Serge Boulgakov qui, au plus fort du déchaînement de l'athéisme, demanda au patriarche Tikhon de devenir prêtre et fut ordonné le jour de la Pentecôte 1918, a publié un curieux dialogue, « Le Festin des dieux », dans le recueil « De profundis », consacré par les théologiens et les penseurs russes à la Révolution. On y lit :
L'Homme de lettres :
« Pourquoi chercher parmi les morts celui qui est vivant ?
La Russie est vivante.
Le Christ la parcourt, comme jadis, sous une figure d'esclave, sans apparence ni beauté. Non le Christ que Blok a montré, le Christ dans la tempête de neige, mais le doux Jardinier qui dit : Marie [Cf. Jn 20,16]. Et l'âme russe reconnaît sa voix et avec une joie ineffable se jette à ses pieds.

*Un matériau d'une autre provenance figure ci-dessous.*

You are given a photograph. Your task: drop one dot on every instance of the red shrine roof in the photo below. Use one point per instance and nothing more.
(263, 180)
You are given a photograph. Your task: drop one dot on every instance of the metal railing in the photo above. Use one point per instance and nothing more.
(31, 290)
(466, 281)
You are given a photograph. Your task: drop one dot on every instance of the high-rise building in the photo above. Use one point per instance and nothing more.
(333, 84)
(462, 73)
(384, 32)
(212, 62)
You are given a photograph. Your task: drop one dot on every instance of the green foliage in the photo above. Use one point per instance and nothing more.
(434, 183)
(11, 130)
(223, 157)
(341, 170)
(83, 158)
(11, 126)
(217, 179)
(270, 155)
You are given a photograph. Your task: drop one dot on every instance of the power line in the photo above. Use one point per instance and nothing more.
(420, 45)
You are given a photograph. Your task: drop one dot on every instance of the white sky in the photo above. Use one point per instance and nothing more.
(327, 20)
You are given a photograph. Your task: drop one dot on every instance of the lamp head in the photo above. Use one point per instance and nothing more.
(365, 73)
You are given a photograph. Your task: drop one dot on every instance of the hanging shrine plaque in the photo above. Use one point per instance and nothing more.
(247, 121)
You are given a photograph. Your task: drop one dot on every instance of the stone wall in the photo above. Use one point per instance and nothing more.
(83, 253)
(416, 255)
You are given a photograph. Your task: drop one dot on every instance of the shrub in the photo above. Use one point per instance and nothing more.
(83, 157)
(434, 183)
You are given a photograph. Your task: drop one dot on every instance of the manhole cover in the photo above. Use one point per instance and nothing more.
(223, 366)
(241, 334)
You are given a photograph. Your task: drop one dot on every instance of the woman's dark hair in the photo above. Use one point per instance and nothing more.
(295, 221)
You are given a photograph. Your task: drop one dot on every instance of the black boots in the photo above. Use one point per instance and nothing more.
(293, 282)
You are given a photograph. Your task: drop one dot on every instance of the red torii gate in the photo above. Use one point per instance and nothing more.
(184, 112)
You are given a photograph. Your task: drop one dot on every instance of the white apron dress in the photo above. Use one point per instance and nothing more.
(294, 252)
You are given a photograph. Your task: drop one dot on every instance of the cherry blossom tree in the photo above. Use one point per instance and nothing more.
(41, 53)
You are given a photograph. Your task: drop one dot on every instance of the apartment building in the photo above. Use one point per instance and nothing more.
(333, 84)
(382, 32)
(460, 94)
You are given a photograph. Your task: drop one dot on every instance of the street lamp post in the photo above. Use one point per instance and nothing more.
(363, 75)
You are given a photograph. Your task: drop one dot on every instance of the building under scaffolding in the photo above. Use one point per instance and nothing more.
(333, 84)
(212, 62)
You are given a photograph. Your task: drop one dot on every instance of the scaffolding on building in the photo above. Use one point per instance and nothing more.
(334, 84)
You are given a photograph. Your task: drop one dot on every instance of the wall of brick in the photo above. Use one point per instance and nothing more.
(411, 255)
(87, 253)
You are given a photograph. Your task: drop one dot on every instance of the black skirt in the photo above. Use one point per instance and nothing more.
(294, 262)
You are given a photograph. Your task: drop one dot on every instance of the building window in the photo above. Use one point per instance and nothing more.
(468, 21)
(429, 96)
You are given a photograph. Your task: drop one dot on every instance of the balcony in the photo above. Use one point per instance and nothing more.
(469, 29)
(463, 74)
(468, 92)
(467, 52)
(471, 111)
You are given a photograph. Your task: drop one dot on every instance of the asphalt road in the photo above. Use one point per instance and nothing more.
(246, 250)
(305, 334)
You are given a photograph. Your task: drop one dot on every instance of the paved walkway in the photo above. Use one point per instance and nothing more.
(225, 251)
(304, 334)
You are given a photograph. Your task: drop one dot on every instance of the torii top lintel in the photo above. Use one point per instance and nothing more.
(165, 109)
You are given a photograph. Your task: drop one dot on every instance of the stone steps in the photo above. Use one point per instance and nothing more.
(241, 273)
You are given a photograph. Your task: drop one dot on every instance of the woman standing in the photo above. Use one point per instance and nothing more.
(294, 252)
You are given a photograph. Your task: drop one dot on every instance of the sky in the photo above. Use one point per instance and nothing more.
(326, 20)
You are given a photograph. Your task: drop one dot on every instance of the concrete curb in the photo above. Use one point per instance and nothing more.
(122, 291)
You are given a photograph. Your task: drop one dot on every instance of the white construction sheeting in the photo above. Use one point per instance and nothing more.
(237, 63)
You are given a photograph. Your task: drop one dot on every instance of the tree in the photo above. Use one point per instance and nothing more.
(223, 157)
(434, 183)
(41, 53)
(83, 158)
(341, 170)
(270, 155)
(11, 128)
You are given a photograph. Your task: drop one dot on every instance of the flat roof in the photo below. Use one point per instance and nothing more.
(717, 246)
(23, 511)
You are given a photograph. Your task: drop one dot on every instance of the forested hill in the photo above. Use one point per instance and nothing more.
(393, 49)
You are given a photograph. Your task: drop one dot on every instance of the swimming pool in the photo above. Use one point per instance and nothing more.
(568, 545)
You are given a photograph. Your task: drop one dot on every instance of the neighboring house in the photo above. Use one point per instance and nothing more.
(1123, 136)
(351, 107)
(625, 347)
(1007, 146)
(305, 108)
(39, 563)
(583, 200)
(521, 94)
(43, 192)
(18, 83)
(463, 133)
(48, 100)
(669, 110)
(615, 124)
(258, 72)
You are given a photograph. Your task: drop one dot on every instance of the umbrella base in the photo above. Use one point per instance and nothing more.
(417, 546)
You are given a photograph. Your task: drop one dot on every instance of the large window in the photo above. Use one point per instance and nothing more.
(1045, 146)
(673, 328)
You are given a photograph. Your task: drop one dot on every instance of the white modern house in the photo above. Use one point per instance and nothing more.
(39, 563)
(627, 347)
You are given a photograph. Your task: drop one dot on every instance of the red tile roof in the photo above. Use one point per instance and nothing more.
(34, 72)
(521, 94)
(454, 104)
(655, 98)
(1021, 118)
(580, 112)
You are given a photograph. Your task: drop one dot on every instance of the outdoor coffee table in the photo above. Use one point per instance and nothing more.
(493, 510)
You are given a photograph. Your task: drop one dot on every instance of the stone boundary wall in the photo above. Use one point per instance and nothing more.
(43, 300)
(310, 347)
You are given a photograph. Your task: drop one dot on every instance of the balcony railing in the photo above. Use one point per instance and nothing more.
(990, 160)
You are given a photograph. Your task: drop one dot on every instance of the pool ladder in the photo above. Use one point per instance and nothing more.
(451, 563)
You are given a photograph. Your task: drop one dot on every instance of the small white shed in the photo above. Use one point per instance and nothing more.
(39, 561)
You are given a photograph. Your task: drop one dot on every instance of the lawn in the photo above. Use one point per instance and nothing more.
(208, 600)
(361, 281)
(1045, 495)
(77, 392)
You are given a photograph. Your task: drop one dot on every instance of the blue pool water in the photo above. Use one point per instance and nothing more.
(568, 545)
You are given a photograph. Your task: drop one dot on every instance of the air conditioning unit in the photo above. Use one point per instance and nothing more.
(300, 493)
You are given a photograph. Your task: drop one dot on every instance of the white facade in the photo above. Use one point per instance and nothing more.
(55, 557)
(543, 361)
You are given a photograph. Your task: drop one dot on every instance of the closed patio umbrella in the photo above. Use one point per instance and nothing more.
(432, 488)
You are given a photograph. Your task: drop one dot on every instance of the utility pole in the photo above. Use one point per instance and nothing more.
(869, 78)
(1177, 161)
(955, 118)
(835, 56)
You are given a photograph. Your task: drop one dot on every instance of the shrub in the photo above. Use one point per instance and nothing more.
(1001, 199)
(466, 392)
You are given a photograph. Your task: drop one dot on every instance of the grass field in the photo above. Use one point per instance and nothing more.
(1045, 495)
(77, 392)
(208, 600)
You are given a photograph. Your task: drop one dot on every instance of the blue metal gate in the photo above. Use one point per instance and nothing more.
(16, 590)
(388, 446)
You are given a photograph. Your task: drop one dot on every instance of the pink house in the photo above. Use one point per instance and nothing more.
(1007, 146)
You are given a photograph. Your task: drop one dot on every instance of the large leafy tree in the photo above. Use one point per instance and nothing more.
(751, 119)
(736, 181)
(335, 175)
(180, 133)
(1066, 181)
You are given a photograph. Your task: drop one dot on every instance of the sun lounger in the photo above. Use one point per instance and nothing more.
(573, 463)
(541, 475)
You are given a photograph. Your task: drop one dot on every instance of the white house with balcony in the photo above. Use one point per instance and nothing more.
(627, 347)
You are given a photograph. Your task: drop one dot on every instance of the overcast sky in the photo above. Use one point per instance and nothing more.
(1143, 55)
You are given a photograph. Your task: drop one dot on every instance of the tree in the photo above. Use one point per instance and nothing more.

En dehors de cette foi, de cette espérance, il n'y a plus rien chez nous.
La terre russe a été foulée par les pas de la Mère de Dieu. »
L'errant conclut :
« Un homme de mes proches m'a raconté qu'aux jours d'Octobre [1917], alors qu'il priait avec ferveur l'image de la Mère de Dieu, dans son cœur résonnaient d'une manière absolument claire ces paroles : la Russie est sauvée.
- Comment et pourquoi ?
- Oui, il ne faut pas craindre pour la Russie, car la Russie est sauvée par la force de la Mère de Dieu. Et cela, croyez-le, toute la Russie orthodoxe le sent clairement. »
Ce recueil, paru en octobre 1918 à Moscou, et dont on ne connaît que deux exemplaires en Occident, a été réédité à Paris par Ymca Press, 1967.
Le festin des dieux y occupe les pages 107-171.